Curiously, many such people assert their faith primarily when someone attacks it. Their faith is far more a social posture than a spiritual transformer. For example, terrorists ready to kill, or die, for their faith frequently know little about it – except “knowing” that it is under attack.
While terrorists are an extreme example, we all risk the danger of fighting for our faith externally more than internally. To fight internally means to counter the doubts and desires that block our realization of life’s spiritual side. The Bhagavad-gita exemplifies such focusing on the inner fight. Though spoken on a battlefield when power-hungry anti-social forces had made war inevitable, the Gita doesn’t feature war-inducing rhetoric. It centers on philosophy presented rationally to explain what our spiritual side is, and how becoming more spiritually realized can help us foster individual and social well-being.

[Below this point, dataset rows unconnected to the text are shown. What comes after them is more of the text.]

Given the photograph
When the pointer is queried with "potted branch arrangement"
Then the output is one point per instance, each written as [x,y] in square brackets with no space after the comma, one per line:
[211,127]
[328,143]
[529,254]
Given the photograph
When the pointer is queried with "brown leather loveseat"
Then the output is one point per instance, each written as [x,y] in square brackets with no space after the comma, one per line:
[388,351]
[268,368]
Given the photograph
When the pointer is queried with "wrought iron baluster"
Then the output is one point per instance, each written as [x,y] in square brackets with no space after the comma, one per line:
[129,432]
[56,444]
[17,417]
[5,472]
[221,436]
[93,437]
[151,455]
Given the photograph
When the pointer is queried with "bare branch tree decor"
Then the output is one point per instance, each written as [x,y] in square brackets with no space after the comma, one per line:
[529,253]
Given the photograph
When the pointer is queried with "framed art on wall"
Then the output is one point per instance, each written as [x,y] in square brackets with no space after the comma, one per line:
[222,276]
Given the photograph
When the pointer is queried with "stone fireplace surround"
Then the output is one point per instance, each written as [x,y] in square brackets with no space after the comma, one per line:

Pertinently, the Gita (04.42) calls for taking up intellectual arms to counter the enemy of doubt. When we fight to cultivate spiritual knowledge, we gain the integrity and purity to exemplify the benevolent transformational power of our faith. Thereafter, when things we hold sacred are attacked, we will be guided from within to counter such attacks effectively. By using rational arguments, we will make the sanctity of those things intelligible. While fanatics may never accept this sanctity, most people will appreciate authentic practice and sensible explanation. Their increased appreciation will be an outer victory for our faith, a victory won without bloodshed.
If religious people the world over fought for their faith within more than without, they would find greater satisfaction internally and make better contributions socially.